The lack of inspections of foreign manufacturing facilities was a major safety issue addressed at Wednesday's hearing. Several congressmen once again urged the FDA to adopt a risk-based approach to inspections.

FDA commissioner Margaret Hamburg said the agency is ramping up inspections through use of its foreign offices and partnerships with other regulators as it seeks parity between domestic and foreign inspections. However, she backed away from earlier testimony in which she cited U.S. union restrictions as a factor in the low number of foreign inspections. Under the union contract, U.S.-based inspectors have to volunteer for overseas duty.

The last time PDUFA came up for reauthorization, it was approved just days before its expiration due to congressional concerns that the FDA was favoring quick approvals over safety. (See BioWorld Today, Sept. 4, 2007, and Sept. 7, 2007.)

Drug safety is still a crucial concern, with Waxman insisting that it should be the only issue involved in PDUFA reauthorization. While other congressmen, from both sides of the aisle, agreed that safety is key, they stressed that the FDA's approval process must be straightforward and predictable to encourage the development of innovative treatments, especially for unmet health needs.

Varying Levels of Risk

In striking a balance between speedy approvals and degree of risk, Rep. Edolphus Towns told Hamburg the agency must consider that the tolerable levels of risk differ with patient groups. For example, patients with a life-threatening illness that has no approved treatment would accept higher risks than those with a chronic condition with approved treatments.

Hamburg agreed, saying PDUFA V sets up a formal way for the FDA to engage with the patient community. Meanwhile, she said, the agency wants to ensure that a drug offers real benefits, not just a minor improvement.

In his testimony, David Gollaher, president and CEO of the California Healthcare Institute, praised PDUFA V's "concentration on patient-focused drug development" and acknowledged the importance of building a better shared understanding of benefits and risks.

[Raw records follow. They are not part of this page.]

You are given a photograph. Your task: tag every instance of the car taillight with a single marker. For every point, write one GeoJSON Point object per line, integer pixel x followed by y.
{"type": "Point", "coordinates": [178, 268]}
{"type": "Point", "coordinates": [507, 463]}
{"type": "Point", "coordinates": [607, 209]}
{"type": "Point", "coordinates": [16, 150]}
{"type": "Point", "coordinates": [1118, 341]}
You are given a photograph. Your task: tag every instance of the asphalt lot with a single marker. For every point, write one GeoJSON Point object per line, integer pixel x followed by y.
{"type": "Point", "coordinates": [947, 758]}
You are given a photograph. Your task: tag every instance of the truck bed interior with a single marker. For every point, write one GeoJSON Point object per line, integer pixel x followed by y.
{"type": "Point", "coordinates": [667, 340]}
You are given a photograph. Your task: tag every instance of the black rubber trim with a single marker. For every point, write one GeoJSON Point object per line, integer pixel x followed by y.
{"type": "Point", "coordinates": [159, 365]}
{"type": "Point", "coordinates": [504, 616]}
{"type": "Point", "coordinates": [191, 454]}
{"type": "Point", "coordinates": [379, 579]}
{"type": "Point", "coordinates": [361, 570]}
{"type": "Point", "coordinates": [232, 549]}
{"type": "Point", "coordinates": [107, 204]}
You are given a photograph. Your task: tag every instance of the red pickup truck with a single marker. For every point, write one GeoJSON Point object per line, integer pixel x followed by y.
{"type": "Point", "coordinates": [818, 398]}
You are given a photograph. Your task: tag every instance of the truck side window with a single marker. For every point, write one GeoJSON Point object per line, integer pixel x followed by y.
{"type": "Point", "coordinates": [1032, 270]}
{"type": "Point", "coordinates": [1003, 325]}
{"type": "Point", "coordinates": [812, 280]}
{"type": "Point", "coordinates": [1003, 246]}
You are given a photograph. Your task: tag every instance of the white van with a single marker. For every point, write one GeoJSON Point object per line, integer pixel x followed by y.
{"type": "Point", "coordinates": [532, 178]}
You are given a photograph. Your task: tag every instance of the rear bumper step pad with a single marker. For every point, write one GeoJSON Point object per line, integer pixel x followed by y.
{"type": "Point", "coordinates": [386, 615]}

"Virtually all medicines bear some capacity for harm," he noted. "A zero-risk approach would shut down the development of beneficial drugs," which could be happening in some sectors, such as diabetes, as investment dries up because of FDA data requirements and review times.

In determining the risk-benefit profile of a drug, the FDA "focuses almost exclusively on the direct risks of drugs," Gollaher said. But what about the indirect risks to public health, he asked, "if investors avoid an important disease because the FDA's demands for data are so extensive and its standards for drug approval so uncertain?"

Testifying on behalf of the Biotechnology Industry Organization, Richard Pops, chairman and CEO of Alkermes plc, noted the average time between treatment discovery and availability to patients is 10 to 15 years. "That is much too long," he said.

"Unpredictability and inconsistency in the review process, suboptimal communication with sponsors and decreased FDA performance not only hinder patient access to new treatments, but also negatively affect the ability of biotechnology companies to raise funding to support clinical development and ongoing innovation," Pops added.

By increasing transparency and scientific dialogue, advancing regulatory science and strengthening postmarket surveillance, Pops said PDUFA V could enhance the drug development and review process and speed access to breakthrough technologies.

As Congress takes up PDUFA reauthorization, the biopharma industry is keeping its fingers crossed that the provisions it negotiated with the FDA don't get bogged down in policy squabbles. Several questions popped up during the subcommittee hearing that suggested Congress might try to interject its concerns on such areas as accelerated approval, conflicts of interest, drug pedigrees and orphan drug incentives. (See BioWorld Today, Oct. 26, 2011.)

The subcommittee will hold a hearing Feb. 7 on the new user fees for generic drugs and biosimilars.